In an attempt to shine light on local music, The Lantern’s“Columbus’ Own” is a weekly series that will profile a new Columbus band every week.
Angela Perley is an old soul, with a vintage style in her music and personality.
“I was always the kid on the bus that wanted to listen to the oldies station,” she said. “I listened to my grandparents’ old country music.”
In person, the 27-year-old is calm and pleasant, but on stage, her voice bellows with a folky twang as she strums her guitar and occasionally whips out other things to play, like the saw.
“I never thought I had a singer’s voice but I loved singing,” she said. “Bob Dylan really inspired me with his different voice.”
Perley is the front woman of Angela Perley & The Howlin’ Moons, and the band’s style is a reflection of the leader herself.
Perley started playing piano, violin and guitar while attending high school at Hilliard-Darby.
The group formed in 2009, when guitarists and bassists Chris Connor and Billy Zehnal were brought in to play as back-up for Perley.
“She had a vision and we were just there to support that vision,” Connor said. “But slowly but surely, we’ve gotten more comfortable with the boundaries.”
The band teamed up with a number of different drummers for a while before cementing percussionist Steve Rupp. Rupp has been playing drums his whole life, and works at his father’s drum store, Columbus Percussion. The band’s dynamic and personality took shape after their members were solidified.
“It really affected the band,” Connor said. “You can tell the difference when you’re playing consistently with the same people.”
Rupp agreed developing a close bond over the past few years has improved the band’s sound.
“It has really helped,” he said. “Once you start getting to understand where the others are musically, you are comfortable enough to try new things and know they will help you bring it back.”
As the band became closer and more comfortable with each other, the music developed its own distinctive feel, Perley explained.
“The band started having its own sound, and it kind of has a ‘bite’ and a ‘howl’ to it,” Perley said in reference to the group’s name.
Rupp described their sound as “rootsy-rock.”
Aside from improving the sound, the band’s closeness also led to a romantic relationship between Perley and Connor, who is an attorney by day.
“We were really great friends the whole time.

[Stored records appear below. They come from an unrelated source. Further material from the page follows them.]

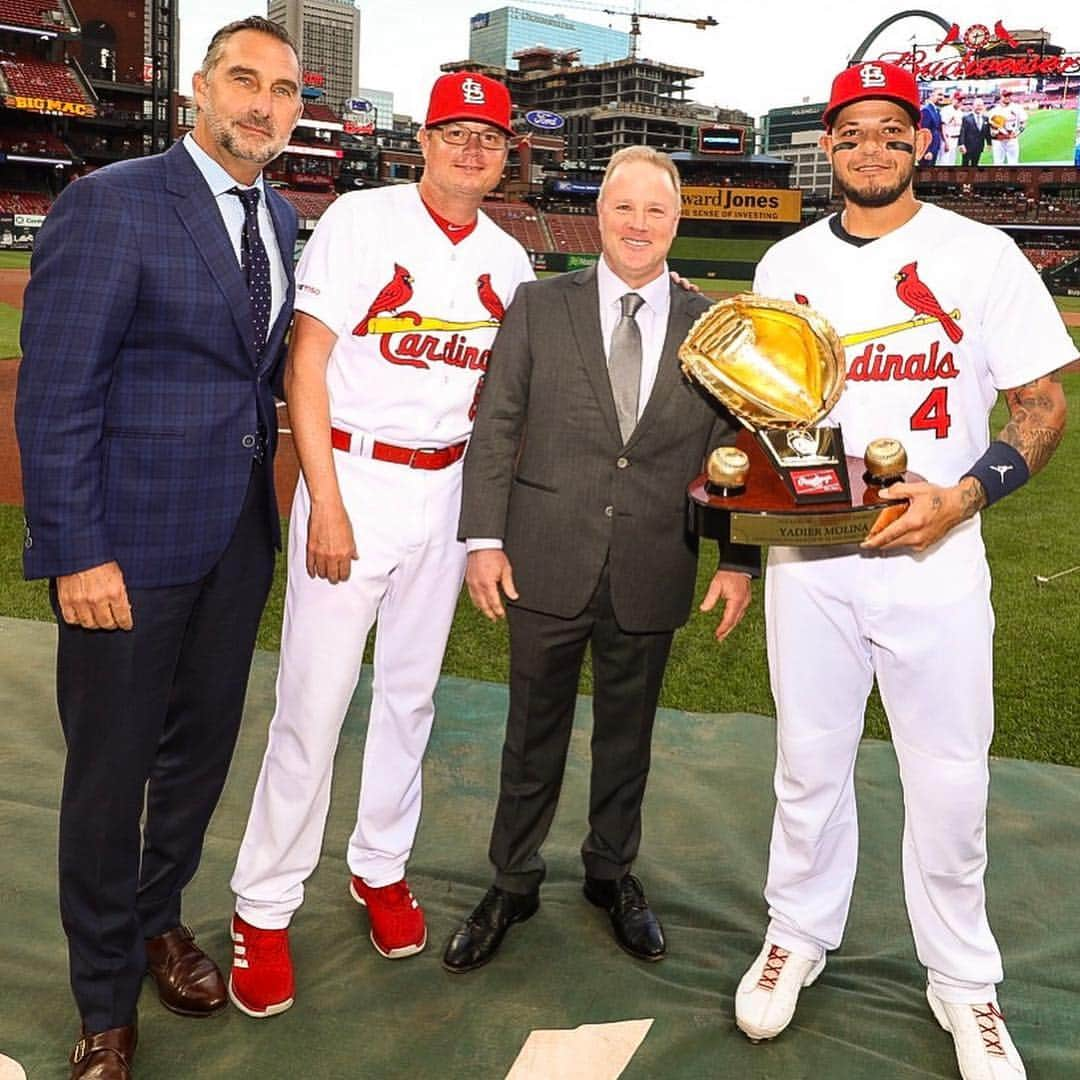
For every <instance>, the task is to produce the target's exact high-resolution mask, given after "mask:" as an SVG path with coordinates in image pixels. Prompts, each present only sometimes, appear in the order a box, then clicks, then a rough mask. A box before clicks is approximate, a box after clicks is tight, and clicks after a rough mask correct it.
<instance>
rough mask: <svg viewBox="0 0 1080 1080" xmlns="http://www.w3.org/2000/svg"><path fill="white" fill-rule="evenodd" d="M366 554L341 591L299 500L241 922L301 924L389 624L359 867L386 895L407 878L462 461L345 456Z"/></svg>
mask: <svg viewBox="0 0 1080 1080" xmlns="http://www.w3.org/2000/svg"><path fill="white" fill-rule="evenodd" d="M334 462H335V465H336V468H337V474H338V483H339V486H340V489H341V495H342V498H343V500H345V504H346V510H347V511H348V513H349V518H350V521H351V522H352V528H353V536H354V539H355V543H356V550H357V552H359V555H360V557H359V558H357V559H356V561H355V562H354V563H353V564H352V572H351V575H350V577H349V579H348V581H343V582H340V583H339V584H336V585H332V584H329V583H327V582H326V581H325V580H323V579H321V578H314V579H313V578H310V577H308V572H307V568H306V552H307V535H308V515H309V511H310V497H309V495H308V489H307V486H306V485H305V482H303V478H302V476H301V478H300V482H299V484H298V486H297V491H296V498H295V499H294V501H293V513H292V518H291V524H289V538H288V583H287V589H286V594H285V618H284V623H283V626H282V642H281V663H280V667H279V672H278V706H276V710H275V712H274V715H273V719H272V720H271V721H270V731H269V739H268V743H267V750H266V755H265V757H264V759H262V768H261V771H260V772H259V779H258V783H257V785H256V788H255V796H254V800H253V802H252V810H251V814H249V816H248V820H247V828H246V831H245V833H244V839H243V842H242V843H241V847H240V853H239V855H238V859H237V868H235V870H234V872H233V875H232V881H231V886H232V891H233V892H234V893H235V894H237V912H238V914H239V915H240V916H241V918H243V919H245V920H246V921H248V922H251V923H252V924H253V926H256V927H260V928H262V929H265V930H278V929H282V928H284V927H287V926H288V922H289V920H291V918H292V916H293V913H294V912H295V910H296V909H297V908H298V907H299V906H300V904H301V902H302V900H303V882H305V880H306V879H307V878H308V877H309V875H310V874H311V872H312V870H313V869H314V868H315V865H316V863H318V861H319V854H320V850H321V848H322V840H323V833H324V831H325V827H326V814H327V811H328V808H329V798H330V779H332V775H333V769H334V755H335V752H336V750H337V744H338V738H339V735H340V731H341V725H342V721H343V720H345V715H346V711H347V710H348V707H349V703H350V701H351V699H352V694H353V691H354V690H355V688H356V681H357V678H359V676H360V669H361V663H362V660H363V653H364V645H365V643H366V640H367V635H368V632H369V631H370V629H372V625H373V623H374V622H375V621H376V618H377V619H378V629H377V631H376V636H375V677H374V683H373V688H372V708H370V714H369V717H368V726H367V740H366V743H365V746H364V756H363V769H362V773H361V789H360V805H359V807H357V812H356V826H355V828H354V829H353V833H352V836H351V837H350V838H349V845H348V851H347V861H348V865H349V869H350V872H351V873H352V874H355V875H359V876H360V877H362V878H363V879H364V880H365V881H366V882H367V883H368V885H369V886H372V887H374V888H379V887H381V886H384V885H391V883H392V882H394V881H397V880H400V879H401V878H402V876H403V875H404V873H405V864H406V862H407V861H408V856H409V852H410V851H411V848H413V841H414V838H415V837H416V831H417V826H418V824H419V820H420V796H421V781H420V774H421V764H422V760H423V754H424V751H426V750H427V746H428V737H429V734H430V732H431V725H432V720H433V718H434V704H433V701H432V696H433V693H434V690H435V685H436V683H437V680H438V674H440V669H441V666H442V662H443V653H444V651H445V648H446V639H447V637H448V635H449V631H450V623H451V621H453V618H454V610H455V607H456V605H457V599H458V595H459V593H460V590H461V581H462V578H463V575H464V562H465V545H464V544H463V543H459V542H458V541H457V539H456V532H457V522H458V513H459V510H460V503H461V462H456V463H455V464H451V465H449V467H447V468H446V469H442V470H437V471H424V470H419V469H408V468H406V467H404V465H400V464H394V463H389V462H383V461H374V460H372V459H369V458H364V457H360V456H356V455H349V454H342V453H336V454H335V455H334Z"/></svg>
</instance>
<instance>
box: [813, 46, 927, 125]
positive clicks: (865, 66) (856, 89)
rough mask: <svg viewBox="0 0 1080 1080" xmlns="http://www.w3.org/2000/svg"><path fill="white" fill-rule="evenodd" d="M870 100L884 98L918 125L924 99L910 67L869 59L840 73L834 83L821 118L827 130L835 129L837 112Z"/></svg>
mask: <svg viewBox="0 0 1080 1080" xmlns="http://www.w3.org/2000/svg"><path fill="white" fill-rule="evenodd" d="M870 97H883V98H885V99H886V100H888V102H895V103H896V104H897V105H901V106H903V107H904V108H905V109H906V110H907V112H908V113H909V114H910V117H912V119H913V120H914V121H915V126H916V127H918V126H919V111H920V108H921V104H922V103H921V99H920V98H919V87H918V86H917V85H916V82H915V76H914V75H912V72H910V71H908V70H907V68H902V67H899V66H897V65H896V64H888V63H886V62H885V60H866V62H864V63H862V64H854V65H852V66H851V67H849V68H847V69H845V70H843V71H841V72H840V73H839V75H838V76H837V77H836V78H835V79H834V80H833V91H832V93H831V94H829V95H828V105H827V106H825V113H824V116H823V117H822V120H823V121H824V124H825V126H826V127H832V126H833V121H834V120H835V119H836V114H837V112H839V111H840V109H842V108H843V107H845V106H846V105H851V104H852V102H863V100H865V99H866V98H870Z"/></svg>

It just developed after getting to know each other and playing together,” Perley said.
The couple now shares an apartment in Grandview and support one another on and off stage.
“We’re on the road a lot so we get to be with each other,” Connor said. “You don’t have to deal with those issues of being away from someone you care about.”

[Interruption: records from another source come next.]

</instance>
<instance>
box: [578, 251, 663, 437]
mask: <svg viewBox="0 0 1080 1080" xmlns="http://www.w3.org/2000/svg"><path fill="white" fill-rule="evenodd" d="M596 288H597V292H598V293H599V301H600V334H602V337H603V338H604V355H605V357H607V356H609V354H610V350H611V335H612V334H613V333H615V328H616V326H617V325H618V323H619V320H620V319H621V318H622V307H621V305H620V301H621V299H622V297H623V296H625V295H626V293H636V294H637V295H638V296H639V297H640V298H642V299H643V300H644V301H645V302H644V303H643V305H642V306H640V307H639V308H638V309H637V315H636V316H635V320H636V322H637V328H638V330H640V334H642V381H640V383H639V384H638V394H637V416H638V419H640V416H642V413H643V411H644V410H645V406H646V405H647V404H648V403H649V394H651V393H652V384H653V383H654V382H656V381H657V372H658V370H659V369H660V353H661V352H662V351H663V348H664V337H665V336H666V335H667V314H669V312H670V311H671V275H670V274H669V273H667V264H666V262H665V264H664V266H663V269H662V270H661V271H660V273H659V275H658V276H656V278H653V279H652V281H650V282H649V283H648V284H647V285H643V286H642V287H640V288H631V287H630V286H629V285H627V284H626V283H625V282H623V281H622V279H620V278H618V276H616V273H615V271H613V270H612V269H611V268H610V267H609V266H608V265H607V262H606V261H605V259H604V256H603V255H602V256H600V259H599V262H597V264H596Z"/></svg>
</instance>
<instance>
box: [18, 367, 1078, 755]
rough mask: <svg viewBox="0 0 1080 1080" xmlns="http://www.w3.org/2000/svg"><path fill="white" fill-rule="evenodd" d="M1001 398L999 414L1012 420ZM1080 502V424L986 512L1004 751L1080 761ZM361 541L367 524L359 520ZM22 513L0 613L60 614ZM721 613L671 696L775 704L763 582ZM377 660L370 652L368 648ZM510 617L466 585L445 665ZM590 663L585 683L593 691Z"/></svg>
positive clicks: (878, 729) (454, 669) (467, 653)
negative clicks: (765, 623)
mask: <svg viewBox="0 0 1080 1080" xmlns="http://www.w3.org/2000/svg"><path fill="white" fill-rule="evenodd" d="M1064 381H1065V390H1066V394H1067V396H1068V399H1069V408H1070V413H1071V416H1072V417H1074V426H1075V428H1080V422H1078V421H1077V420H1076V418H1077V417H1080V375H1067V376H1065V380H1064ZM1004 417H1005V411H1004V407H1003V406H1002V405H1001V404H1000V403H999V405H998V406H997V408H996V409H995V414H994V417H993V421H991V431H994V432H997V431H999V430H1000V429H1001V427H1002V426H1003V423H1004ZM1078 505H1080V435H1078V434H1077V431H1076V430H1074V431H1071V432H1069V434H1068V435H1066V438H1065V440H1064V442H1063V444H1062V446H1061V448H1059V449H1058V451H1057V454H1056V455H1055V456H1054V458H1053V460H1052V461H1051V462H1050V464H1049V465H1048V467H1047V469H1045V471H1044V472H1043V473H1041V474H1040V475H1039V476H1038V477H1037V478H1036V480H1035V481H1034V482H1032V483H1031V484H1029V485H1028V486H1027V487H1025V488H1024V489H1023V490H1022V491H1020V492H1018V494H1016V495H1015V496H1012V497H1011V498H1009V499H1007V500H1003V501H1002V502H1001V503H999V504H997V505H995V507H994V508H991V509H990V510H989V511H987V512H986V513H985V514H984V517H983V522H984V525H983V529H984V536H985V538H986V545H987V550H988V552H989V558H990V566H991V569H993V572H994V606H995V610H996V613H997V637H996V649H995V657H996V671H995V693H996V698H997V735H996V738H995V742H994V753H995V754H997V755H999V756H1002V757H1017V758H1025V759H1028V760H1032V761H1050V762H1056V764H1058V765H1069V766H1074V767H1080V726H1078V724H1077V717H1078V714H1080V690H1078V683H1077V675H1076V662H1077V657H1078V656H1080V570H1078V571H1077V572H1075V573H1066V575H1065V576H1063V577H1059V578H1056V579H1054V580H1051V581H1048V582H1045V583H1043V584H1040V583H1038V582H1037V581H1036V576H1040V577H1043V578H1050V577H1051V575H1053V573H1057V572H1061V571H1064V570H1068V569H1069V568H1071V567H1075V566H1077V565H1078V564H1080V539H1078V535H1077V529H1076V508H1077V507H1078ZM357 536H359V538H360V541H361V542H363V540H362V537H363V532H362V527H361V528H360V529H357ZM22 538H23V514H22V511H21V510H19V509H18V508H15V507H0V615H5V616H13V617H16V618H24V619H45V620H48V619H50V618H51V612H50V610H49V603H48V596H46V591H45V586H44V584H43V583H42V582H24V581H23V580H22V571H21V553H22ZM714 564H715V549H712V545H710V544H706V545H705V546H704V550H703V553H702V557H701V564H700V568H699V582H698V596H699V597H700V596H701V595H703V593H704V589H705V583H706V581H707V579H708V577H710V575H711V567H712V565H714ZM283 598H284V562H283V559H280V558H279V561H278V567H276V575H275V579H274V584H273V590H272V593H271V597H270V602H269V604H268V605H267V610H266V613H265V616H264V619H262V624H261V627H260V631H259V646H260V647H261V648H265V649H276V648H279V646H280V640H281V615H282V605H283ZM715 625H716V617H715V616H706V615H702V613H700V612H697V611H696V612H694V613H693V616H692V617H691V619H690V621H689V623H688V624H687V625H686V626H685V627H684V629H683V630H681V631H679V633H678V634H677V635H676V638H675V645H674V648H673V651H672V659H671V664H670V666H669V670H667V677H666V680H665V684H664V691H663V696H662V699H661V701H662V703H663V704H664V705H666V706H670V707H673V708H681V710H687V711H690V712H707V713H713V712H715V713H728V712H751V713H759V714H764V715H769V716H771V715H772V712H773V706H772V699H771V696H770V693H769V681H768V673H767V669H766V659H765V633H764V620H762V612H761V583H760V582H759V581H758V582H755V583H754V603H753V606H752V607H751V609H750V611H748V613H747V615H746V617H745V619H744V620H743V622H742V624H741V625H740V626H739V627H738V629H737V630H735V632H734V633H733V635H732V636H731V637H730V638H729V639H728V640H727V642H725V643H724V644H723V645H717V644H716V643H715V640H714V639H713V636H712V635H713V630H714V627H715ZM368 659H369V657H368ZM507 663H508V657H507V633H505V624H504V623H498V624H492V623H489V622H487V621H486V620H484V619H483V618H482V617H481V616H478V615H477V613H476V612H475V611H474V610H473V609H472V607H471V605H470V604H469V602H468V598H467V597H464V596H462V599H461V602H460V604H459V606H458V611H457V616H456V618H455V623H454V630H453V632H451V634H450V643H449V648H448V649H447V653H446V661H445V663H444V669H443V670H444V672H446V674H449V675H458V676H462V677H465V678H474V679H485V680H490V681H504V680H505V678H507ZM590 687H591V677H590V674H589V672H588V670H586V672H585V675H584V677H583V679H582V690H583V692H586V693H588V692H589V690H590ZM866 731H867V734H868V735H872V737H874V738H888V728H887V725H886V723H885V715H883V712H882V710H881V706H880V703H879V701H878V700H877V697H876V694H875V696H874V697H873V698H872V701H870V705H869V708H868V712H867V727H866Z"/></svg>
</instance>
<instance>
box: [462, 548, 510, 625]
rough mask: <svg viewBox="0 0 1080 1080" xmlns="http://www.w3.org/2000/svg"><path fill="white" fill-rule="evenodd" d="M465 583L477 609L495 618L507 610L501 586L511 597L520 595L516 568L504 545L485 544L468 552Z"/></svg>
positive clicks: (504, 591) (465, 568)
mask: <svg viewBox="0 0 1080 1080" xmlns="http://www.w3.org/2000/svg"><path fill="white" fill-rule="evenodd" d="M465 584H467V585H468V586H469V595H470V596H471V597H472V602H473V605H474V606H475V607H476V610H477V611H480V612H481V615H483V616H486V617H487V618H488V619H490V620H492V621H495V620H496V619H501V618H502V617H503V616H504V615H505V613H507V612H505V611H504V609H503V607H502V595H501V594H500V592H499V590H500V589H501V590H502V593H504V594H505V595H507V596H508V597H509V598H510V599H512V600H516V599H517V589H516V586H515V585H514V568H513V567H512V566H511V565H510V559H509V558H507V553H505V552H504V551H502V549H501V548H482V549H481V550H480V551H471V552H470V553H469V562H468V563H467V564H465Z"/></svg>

Their bond helps drive both the band’s external affairs and its music.
“I thought it might change the chemistry of the band,” Perley said. “But it’s really like a little family now.”
The band’s first full-length album “Hey Kid” is set to be released January. The title comes from one of the songs’ lyrics: “Don’t you even blink an eye/When some stranger passing by/Says hey kid is something wrong.”

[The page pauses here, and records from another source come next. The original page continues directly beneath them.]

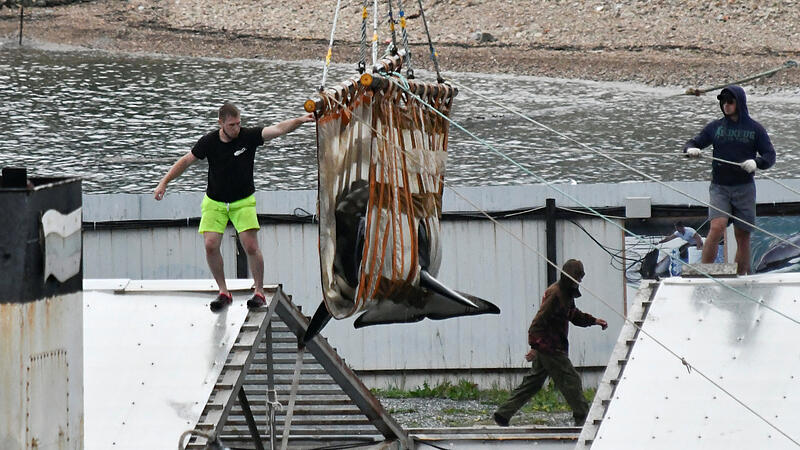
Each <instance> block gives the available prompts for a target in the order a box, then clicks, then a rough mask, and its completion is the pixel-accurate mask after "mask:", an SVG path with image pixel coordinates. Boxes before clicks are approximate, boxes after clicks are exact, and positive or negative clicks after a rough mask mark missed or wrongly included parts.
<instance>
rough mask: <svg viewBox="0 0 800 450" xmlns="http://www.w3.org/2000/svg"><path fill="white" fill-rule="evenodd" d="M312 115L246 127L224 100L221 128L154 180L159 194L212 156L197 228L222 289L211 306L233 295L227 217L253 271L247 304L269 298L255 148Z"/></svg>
mask: <svg viewBox="0 0 800 450" xmlns="http://www.w3.org/2000/svg"><path fill="white" fill-rule="evenodd" d="M313 121H314V117H313V115H311V114H307V115H305V116H300V117H297V118H294V119H289V120H285V121H283V122H280V123H278V124H275V125H272V126H269V127H263V128H260V127H256V128H242V126H241V123H242V122H241V115H240V113H239V110H238V108H236V106H234V105H232V104H230V103H225V104H224V105H222V107H221V108H220V109H219V125H220V128H219V130H215V131H212V132H211V133H208V134H206V135H205V136H203V137H201V138H200V140H198V141H197V143H196V144H195V145H194V147H193V148H192V150H191V151H190V152H188V153H187V154H185V155H184V156H183V157H181V159H179V160H178V161H177V162H176V163H175V164H173V166H172V167H171V168H170V169H169V171H168V172H167V174H166V175H164V178H162V179H161V182H159V183H158V186H156V189H155V192H154V197H155V199H156V200H161V199H162V198H164V193H165V192H166V191H167V184H169V182H170V181H172V180H174V179H175V178H177V177H179V176H180V175H181V174H182V173H183V172H184V171H185V170H186V168H187V167H189V166H190V165H192V164H193V163H194V162H196V161H197V160H198V159H208V187H207V188H206V195H205V197H204V198H203V203H202V206H201V209H202V216H201V219H200V227H199V229H198V231H199V232H200V233H202V234H203V239H204V241H205V248H206V260H207V261H208V267H209V269H211V274H212V275H213V276H214V279H215V280H216V281H217V285H218V286H219V295H218V296H217V298H216V299H215V300H214V301H212V302H211V310H212V311H214V312H216V311H219V310H221V309H222V308H224V307H226V306H228V305H230V304H231V302H232V301H233V297H232V296H231V293H230V291H228V286H227V284H226V283H225V272H224V270H223V261H222V253H221V252H220V245H221V244H222V234H223V233H224V232H225V227H226V226H227V225H228V220H230V221H231V222H232V223H233V226H234V228H236V231H237V232H239V241H240V242H241V243H242V247H243V248H244V251H245V253H246V254H247V263H248V265H249V266H250V271H251V272H252V273H253V283H254V290H255V292H254V293H253V297H252V298H251V299H250V300H248V301H247V306H248V307H249V308H258V307H260V306H263V305H264V304H265V303H266V300H265V298H264V286H263V285H264V258H263V256H262V255H261V250H260V249H259V248H258V234H257V233H258V229H259V225H258V216H257V214H256V199H255V195H254V193H255V184H254V182H253V165H254V161H255V156H256V148H257V147H259V146H261V145H262V144H264V142H265V141H267V140H270V139H272V138H275V137H278V136H282V135H284V134H286V133H289V132H292V131H294V130H295V129H297V127H299V126H300V125H302V124H304V123H306V122H313Z"/></svg>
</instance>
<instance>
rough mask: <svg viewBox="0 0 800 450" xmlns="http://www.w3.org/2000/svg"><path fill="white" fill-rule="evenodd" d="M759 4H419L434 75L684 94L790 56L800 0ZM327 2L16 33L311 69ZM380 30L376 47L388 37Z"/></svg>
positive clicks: (130, 15)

“It has an old movie vibe to it,” Perley said. “I wanted to do something different that’s kind of off, but still makes sense. And it’s our debut album so it’s kind of like we’re the new kids on the block.”
The album’s single, “Hurricane,” was released Oct. 29.
“Angela Perley & the Howlin’ Moons have a great sound that could only come from the Midwest,” said CD 102.5 DJ Tom Butler in an email, “’Hurricane’ is a great bluesy rocker that gets a ton of requests. Listeners love her.”
The album is set to have many songs that the band has been performing at its live shows.
“It’s trial and error through the live shows, and the songs evolve every time we play them,” Perley said. “We develop a well-oiled song that we perform then record it.”
The album release show is set for Jan. 17 at Skully’s. Rupp said release shows are some of his favorite performances because the audience has vested interest in the band.”
When we had an EP release at Rumba Café, it was great because it was packed with people there just to see us,” he said. “I’d rather have a crowd of 100 people who appreciate the music than 1,000 people who are just there.”
Perley, Connor and Rupp agree that they hope to be able to make a living with the band full time in the future, “whether that means making it really big or just big enough to be comfortable living off the music,” Rupp said.